Ma a questo punto pensavo che forse era peccato voler assomigliare a Gesù.
E mi sentivo in colpa.
Poi mi autoassolvevo: come può essere peccato voler assomigliare a Gesù? E allora che sarebbe assomigliare al diavolo?
Ma di nuovo interveniva la mia voce interiore cristiana, quella alla perenne ricerca di una qualche cazzo di colpa, che mi raggirava subdolamente e riusciva ad incularmi ancora, un po’ come avrebbe fatto il prete se fosse stato più veloce di me.

Assomigliare a Gesù sarebbe stato peccato di vanagloria. Assomigliare al diavolo peccato di assomigliare al diavolo. Non assomigliare a nessuno, peccato di mancanza di modelli di riferimento. Assomigliare a tutti, peccato di essere uno specchio.

Peccato comunque, sempre.

Dunque le preghiere.
Ed il ciclo ricominciava, in una spirale che si autoalimentava con le mie crosticine sulle ginocchia ed il mio lento ma inesorabile procedere verso il giorno della vera presa di coscienza: quella nella quale realizzi che davvero, quella serie di parole una dietro l’altra, sempre uguali, per stare bene con te stesso funzionavano meno, molto meno, troppo meno di un gin tonic.
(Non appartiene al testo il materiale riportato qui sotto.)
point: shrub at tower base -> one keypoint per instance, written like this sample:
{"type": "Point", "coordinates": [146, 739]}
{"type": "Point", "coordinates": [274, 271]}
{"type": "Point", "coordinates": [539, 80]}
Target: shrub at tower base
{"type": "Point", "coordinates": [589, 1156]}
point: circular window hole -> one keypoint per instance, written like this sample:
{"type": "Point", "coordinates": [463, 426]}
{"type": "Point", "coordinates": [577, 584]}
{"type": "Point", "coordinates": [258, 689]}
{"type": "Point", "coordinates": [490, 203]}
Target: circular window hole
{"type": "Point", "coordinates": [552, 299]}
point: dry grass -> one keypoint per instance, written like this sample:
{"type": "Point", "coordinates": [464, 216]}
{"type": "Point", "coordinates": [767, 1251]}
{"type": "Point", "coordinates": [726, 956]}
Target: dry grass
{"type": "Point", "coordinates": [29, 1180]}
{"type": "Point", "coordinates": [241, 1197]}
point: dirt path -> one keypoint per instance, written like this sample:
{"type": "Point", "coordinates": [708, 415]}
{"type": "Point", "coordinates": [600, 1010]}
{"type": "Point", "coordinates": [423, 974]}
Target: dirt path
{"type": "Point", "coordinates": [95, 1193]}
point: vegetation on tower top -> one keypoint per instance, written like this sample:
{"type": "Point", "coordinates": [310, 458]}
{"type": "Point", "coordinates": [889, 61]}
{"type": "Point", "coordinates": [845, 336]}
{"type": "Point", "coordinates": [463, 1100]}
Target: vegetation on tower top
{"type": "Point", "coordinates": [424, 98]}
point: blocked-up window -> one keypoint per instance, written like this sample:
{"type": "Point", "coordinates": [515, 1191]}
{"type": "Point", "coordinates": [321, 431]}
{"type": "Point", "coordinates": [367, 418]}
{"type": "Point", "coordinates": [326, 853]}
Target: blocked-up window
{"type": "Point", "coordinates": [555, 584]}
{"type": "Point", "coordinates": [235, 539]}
O di un FruttoloFruttoloFruttoloFruttolo.

 

Rivisitazioni pubblicitarie

Tua moglie è al banco dei salumi e tu cazzeggi col telefono e lei ti dà il compito di
scegliere la frutta e a te fa pure piacere dare una mano e allora metti il guantino
sottilissimo per tastarla ma è sempre appiccicato e allora ti bagni la punta delle dita con
la lingua ma avevi prima spostato una cassetta vicino l’immondizia perché dava problemi nel
parcheggio e l’avevi toccata proprio nel punto sul quale viveva una colonia di batteri di
clostridio e in una settimana cominci ad avere febbre e problemi di respirazione e vieni
curato malissimo in ospedale e l’infezione ti provoca paralisi generalizzata fino al collasso
cardio-respiratorio e tempo 48 ore muori.
La Coop eri tu.

Tua moglie si scopa il vicino di casa e insieme scappano via ma tu te ne accorgi sono dopo
una settimana ché quella troia ti aveva detto che andava da sua madre invece era alle Maldive
con Fausto e in quella settimana ti spazzola tutto il disponibile sulla carta di credito e tu
resti col culo a terra e a niente serve la denuncia perché sei stato furbissino e la carta è
cointestata e dunque tutto quel che puoi fare è cercare contanti in casa per mangiare
qualcosa ma niente manco per cazzo e capisci che quella carta di credito ti ha rovinato.
Non c’è resto sulla Mastercard.

Si vedeva che stava male ma lui niente e continuava quegli interventi di sbiancamento e poi
dissero che era per una malattia ma la verità è che nessuno poteva essere davvero dentro la
testa di Michael Jackson ed ora che sono passati anni e tanto è stato detto e scritto ho
visto delle foto del suo letto di morte e mi ha fatto specie vedere quell’uomo che ha
raggiunto il suo scopo di essere diverso grazie alla beffarda mano della morte.
Più bianco si può.

Ed è stato terribile come solo uno spaventoso incubo poteva essere ma quella era realtà e mi
trovavo circondato da esseri assetati di sangue che ghignavano e si avvicinavano con incedere
lento ma inesorabile verso quel centro immaginario nel quale mi trovavo e io non vedevo
alcuna via d’uscita e l’unico pensiero che mi attraversava la mente era farla finita subito e
lasciare si compisse il mio destino in mano a quei mostri.
La mia banca era tutta attorno a me.